My marriage is over. We’re still friends (at the moment but I guess time will tell once divorce paperwork is in the mix).
Its been a sexless marriage for more than 5 years and moved into separate rooms more than 6 months ago. We’ve discussed it many times and have agreed that we will separate a month ago but we’ve not yet told our children or parents or friends.
I don’t think anyone will be massively surprised but I know my family will be extremely disappointed. We’ve been holidaying separately with the children for the last couple of years and the relationship is functional from a parenting perspective. We cooperate and are friendly to manage the family schedules around work commitments.

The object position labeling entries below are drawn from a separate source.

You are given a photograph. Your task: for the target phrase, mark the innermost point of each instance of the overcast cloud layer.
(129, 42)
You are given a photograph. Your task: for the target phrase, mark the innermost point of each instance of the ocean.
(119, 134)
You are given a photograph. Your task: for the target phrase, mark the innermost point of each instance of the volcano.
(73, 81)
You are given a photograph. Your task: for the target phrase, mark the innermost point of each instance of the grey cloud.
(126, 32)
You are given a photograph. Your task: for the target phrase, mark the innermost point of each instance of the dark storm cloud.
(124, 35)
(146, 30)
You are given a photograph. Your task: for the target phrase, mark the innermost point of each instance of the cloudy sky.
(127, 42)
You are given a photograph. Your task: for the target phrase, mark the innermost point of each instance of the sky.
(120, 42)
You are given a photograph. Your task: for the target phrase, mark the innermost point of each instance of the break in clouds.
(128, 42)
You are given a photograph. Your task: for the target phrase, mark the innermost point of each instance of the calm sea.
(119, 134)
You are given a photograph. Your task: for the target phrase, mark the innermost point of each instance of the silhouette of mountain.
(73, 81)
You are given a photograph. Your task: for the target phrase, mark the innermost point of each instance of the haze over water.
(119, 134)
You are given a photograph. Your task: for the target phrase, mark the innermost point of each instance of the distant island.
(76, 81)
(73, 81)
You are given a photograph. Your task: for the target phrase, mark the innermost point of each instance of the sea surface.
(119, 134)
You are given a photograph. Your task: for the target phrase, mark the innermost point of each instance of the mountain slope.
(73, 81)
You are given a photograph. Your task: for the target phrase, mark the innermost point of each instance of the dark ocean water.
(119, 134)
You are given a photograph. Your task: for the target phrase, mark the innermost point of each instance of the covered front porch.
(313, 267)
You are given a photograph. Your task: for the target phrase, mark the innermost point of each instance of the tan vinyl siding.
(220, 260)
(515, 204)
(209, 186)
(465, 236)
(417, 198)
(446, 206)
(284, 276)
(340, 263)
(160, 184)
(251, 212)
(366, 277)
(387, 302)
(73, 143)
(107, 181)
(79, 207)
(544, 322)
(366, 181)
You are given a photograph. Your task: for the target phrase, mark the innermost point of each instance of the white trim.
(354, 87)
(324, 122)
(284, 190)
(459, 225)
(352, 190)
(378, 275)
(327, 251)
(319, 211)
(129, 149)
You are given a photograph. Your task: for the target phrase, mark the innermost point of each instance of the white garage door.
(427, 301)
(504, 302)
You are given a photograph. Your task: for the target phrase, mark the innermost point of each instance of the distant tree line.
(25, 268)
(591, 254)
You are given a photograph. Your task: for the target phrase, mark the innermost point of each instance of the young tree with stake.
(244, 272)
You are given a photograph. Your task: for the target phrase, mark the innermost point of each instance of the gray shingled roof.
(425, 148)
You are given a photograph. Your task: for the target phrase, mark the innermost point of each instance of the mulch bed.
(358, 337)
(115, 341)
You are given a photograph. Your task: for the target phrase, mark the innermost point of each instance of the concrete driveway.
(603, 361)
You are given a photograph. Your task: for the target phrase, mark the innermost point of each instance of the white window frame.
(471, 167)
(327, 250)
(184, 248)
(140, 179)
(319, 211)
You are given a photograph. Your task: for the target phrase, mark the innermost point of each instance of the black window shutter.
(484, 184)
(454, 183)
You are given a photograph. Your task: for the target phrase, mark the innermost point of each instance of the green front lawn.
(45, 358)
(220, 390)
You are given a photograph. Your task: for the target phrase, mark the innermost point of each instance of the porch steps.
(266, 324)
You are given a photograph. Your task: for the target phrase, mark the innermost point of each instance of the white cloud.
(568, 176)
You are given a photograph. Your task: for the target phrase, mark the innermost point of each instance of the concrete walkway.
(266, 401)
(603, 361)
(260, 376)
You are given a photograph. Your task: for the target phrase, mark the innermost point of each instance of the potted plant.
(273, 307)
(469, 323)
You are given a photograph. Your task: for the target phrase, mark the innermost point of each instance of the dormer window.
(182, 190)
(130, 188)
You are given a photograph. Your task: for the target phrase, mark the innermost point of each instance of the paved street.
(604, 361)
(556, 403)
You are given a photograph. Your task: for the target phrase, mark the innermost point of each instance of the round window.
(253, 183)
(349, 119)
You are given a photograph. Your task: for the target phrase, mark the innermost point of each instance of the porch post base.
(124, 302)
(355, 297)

We need to tell the kids and I’ve suggested that this weekend is a good time as we have half term to let it sink in and be available and ready to talk lots. He didn’t want us to split but has reluctantly agreed that we can’t keep having the divorce conversation every few months for years on end. When I suggested it earlier (I.e. telling the kids) he said he thinks it’s catastrophic and there’s no going back and we will be dealing with the fallout for the rest of our lives. I do understand that but I’ve sadly come to the realisation that if we don’t take these difficult steps then we will be in this miserable limbo forever and I also don’t think we are modelling healthy relationships.
I feel like I’ve been at the edge of a cliff trying to get the courage to make the changes which impact everyone for so long. I just don’t know how to make the next step knowing that it plunges us all into misery for a time. I’m convinced it’s the right thing in the long term but how did others get over this step?